Conners: I love that. You’ve never said it exactly like that before. Quickly, go put it on the poster.
Goggins: Please give me credit for that.
Q: Nadia, how much is this a personal movie about being a mother and a woman, and how much is it a broader indictment of Hollywood and society?
Conners: It’s both of those things. It’s not an autobiography — I’ve never been an actress — but I was so bewildered by the struggle of becoming a mother in our culture. I did stay at home to take care of our child and what I missed most was a version of myself.
I was already writing a play about isolated mothers in cubicles texting each other when that old woman showed up at our house in real life. And she showed me this multigenerational disorientation that strikes lonely women.

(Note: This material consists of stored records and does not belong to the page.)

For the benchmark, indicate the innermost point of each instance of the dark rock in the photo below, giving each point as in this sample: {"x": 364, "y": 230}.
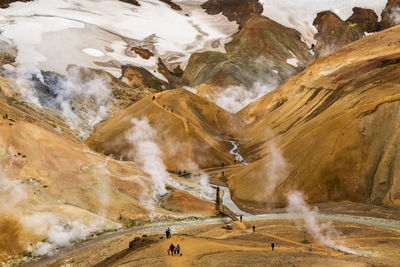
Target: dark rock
{"x": 334, "y": 33}
{"x": 133, "y": 2}
{"x": 143, "y": 52}
{"x": 6, "y": 3}
{"x": 391, "y": 11}
{"x": 235, "y": 10}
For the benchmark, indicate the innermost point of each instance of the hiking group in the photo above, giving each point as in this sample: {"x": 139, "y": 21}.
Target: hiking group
{"x": 168, "y": 233}
{"x": 172, "y": 250}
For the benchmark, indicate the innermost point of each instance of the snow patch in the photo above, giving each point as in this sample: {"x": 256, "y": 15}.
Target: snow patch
{"x": 93, "y": 52}
{"x": 300, "y": 14}
{"x": 292, "y": 61}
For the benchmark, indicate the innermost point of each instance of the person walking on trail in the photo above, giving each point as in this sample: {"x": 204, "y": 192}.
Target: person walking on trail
{"x": 169, "y": 232}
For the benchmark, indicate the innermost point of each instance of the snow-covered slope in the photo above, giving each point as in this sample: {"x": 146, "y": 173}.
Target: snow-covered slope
{"x": 51, "y": 34}
{"x": 300, "y": 14}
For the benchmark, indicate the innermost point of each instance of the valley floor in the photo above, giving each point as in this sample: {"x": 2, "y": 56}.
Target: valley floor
{"x": 208, "y": 243}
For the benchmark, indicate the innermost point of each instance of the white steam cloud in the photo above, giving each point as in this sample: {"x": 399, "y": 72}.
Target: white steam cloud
{"x": 82, "y": 102}
{"x": 324, "y": 233}
{"x": 395, "y": 15}
{"x": 276, "y": 167}
{"x": 59, "y": 232}
{"x": 147, "y": 153}
{"x": 234, "y": 98}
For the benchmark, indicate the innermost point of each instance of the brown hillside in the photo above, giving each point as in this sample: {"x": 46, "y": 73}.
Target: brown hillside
{"x": 337, "y": 125}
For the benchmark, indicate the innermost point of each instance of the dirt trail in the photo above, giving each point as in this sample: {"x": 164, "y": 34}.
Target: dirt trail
{"x": 184, "y": 121}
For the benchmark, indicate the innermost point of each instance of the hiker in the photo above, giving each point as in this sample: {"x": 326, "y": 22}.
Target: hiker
{"x": 169, "y": 232}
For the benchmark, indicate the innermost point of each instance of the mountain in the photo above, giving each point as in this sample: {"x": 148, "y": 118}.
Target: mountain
{"x": 335, "y": 124}
{"x": 187, "y": 127}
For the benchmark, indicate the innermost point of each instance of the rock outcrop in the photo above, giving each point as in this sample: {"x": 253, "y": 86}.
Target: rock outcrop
{"x": 390, "y": 15}
{"x": 235, "y": 10}
{"x": 334, "y": 33}
{"x": 138, "y": 77}
{"x": 262, "y": 48}
{"x": 186, "y": 126}
{"x": 366, "y": 19}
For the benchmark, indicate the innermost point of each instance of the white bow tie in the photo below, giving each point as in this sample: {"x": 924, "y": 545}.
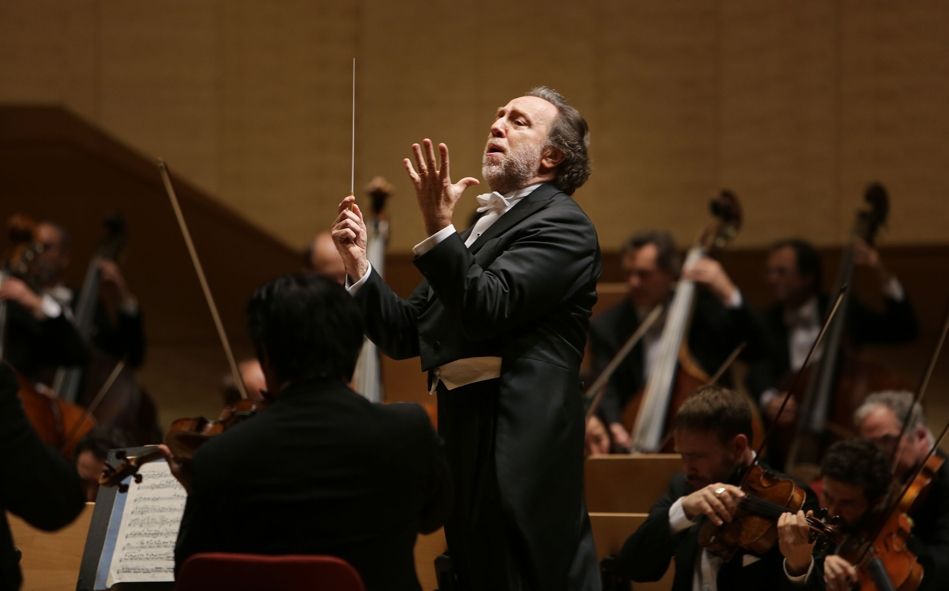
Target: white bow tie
{"x": 492, "y": 202}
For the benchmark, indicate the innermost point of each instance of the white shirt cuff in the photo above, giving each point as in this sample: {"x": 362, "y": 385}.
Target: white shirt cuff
{"x": 798, "y": 579}
{"x": 735, "y": 301}
{"x": 51, "y": 308}
{"x": 894, "y": 290}
{"x": 433, "y": 240}
{"x": 678, "y": 521}
{"x": 767, "y": 396}
{"x": 354, "y": 287}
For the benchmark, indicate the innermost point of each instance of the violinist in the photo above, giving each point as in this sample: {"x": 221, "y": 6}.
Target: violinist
{"x": 320, "y": 470}
{"x": 793, "y": 274}
{"x": 880, "y": 420}
{"x": 855, "y": 478}
{"x": 721, "y": 321}
{"x": 712, "y": 431}
{"x": 37, "y": 484}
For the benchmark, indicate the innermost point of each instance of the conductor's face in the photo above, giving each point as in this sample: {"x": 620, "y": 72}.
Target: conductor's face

I like writing about Los Angeles and the contradiction between the promise of the city and the reality of its failures. And the way the industry ages women out. Pedro’s character, Lucian, is about to play the same role in a movie that he played in the theater years earlier — but with a younger actress. (Rose earned acclaim opposite him onstage but isn’t even offered an audition this time around.) For women, there are fewer second chances like that.
Q: Ultimately, I felt like it was also about the ability to find, give and receive grace.
Conners: Oh, that makes me want to cry. Please write that this was the reason I wrote the movie.
There’s a secondary theme about teaching our children about the hero’s journey in the post-religious West. Rose makes up a story for her son about a starfish who becomes a star, and slowly that story expands into all the characters’ consciousness. Then you have Rufus’ character, Gerald, who directs this movie that makes a billion dollars and has these little toys, and he thinks he’s God.
So you have this diametric opposition between a very small female story and this really big grandiose male one but they intersect at the end when everyone comes together and they all accept that Helen is in the place that she needs to be, participating in the illusion because it feels true in the moment and gives her grace. That word is the only version of the religious experience that you can hope for in this post-religious society — to feel that grace and to let go of your superficial concerns in the moment.
Goggins: We all want to be seen. We all want to be heard. When Sammy comes back into the room and sees things from Rose’s perspective, really sees and hears her by participating in Helen’s story and saying, “I’m fully here and I should have been listening to your story,” it’s the apology she needs. And for Sammy, he is allowing himself to fully participate in his life for the first time.
Q. You obviously didn’t film in your own home, but you did make the house feel like a character. How did this come about?
Goggins: Our home was a mile away from the home that we shot in, and we had many parties there.
Conners: Our parties were more fun than the one in the movie. And our home in L.A. did not look like that home, but it had a similar nostalgic vibe. We did redecorate the interior.
The home in this movie is a character — it’s the place that Sammy can’t wait to get out of and the place that Helen wants to get back into, with Rose stuck in the middle.
Goggins: This home belongs to our dear friends who gave it to Nadia at a price that was a fifth of what would’ve normally been rented for, which allowed us to make the movie. Nadia had only $800,000 for the budget and 15 days to shoot.
Conners: It was insane. I’d wake up in the middle of the night a lot thinking, one more day. Just give me one more day.